Un cartel en un gimnasio: “Por favor, lávese las manos antes de utilizar los aparatos. Si tiene catarro mejor no venga. Higiene es salud”.
Un cartel en una cafetería: “A partir del lunes 23 de marzo, debido a las medidas del gobierno por el coronavirus, la cafetería Don Pepe prestará servicios de llevar líquidos, panes y comidas a domicilio, en un marco no muy lejos”.
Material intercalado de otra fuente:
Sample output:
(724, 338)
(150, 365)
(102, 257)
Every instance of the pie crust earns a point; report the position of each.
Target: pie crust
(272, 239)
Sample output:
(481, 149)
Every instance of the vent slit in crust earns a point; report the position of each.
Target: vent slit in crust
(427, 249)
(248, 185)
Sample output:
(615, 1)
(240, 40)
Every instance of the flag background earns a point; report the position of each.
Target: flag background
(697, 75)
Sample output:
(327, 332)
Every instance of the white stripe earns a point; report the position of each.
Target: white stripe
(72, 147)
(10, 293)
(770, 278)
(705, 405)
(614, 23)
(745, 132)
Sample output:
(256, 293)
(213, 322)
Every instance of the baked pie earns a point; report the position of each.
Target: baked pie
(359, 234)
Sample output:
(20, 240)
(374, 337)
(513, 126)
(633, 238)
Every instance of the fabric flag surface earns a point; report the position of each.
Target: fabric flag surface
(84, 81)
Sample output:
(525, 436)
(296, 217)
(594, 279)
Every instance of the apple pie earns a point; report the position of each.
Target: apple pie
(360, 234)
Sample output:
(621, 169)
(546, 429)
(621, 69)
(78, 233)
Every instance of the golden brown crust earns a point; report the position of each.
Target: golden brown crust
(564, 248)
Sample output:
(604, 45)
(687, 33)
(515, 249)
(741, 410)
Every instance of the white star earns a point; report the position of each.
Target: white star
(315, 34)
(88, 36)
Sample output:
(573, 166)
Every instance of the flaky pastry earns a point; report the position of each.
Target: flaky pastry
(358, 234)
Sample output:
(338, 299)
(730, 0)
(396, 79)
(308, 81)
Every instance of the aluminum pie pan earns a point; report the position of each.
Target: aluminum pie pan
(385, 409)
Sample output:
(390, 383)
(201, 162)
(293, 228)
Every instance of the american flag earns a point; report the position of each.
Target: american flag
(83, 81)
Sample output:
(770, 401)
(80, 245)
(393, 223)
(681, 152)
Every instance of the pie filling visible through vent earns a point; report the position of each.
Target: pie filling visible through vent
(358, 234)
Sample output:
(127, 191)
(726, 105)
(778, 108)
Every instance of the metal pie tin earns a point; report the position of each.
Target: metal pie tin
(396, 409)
Mi abuela es demasiado disciplinada. No sale de la casa y cuando sale es con gafas y gorra y mangas largas. No toca a nadie, saluda de lejos. Me llenó la mochila de antibacterial y toallitas húmedas. Puso reglas: quitarse los zapatos en la puerta y echarles cloro, lavar la ropa urgente, limpiar con alcohol los grifos del baño, las puertas, el móvil, todo, lavarse las manos cada minuto.
Pero hace dos semanas que a mi casa llega poca agua. Hay días que ninguna.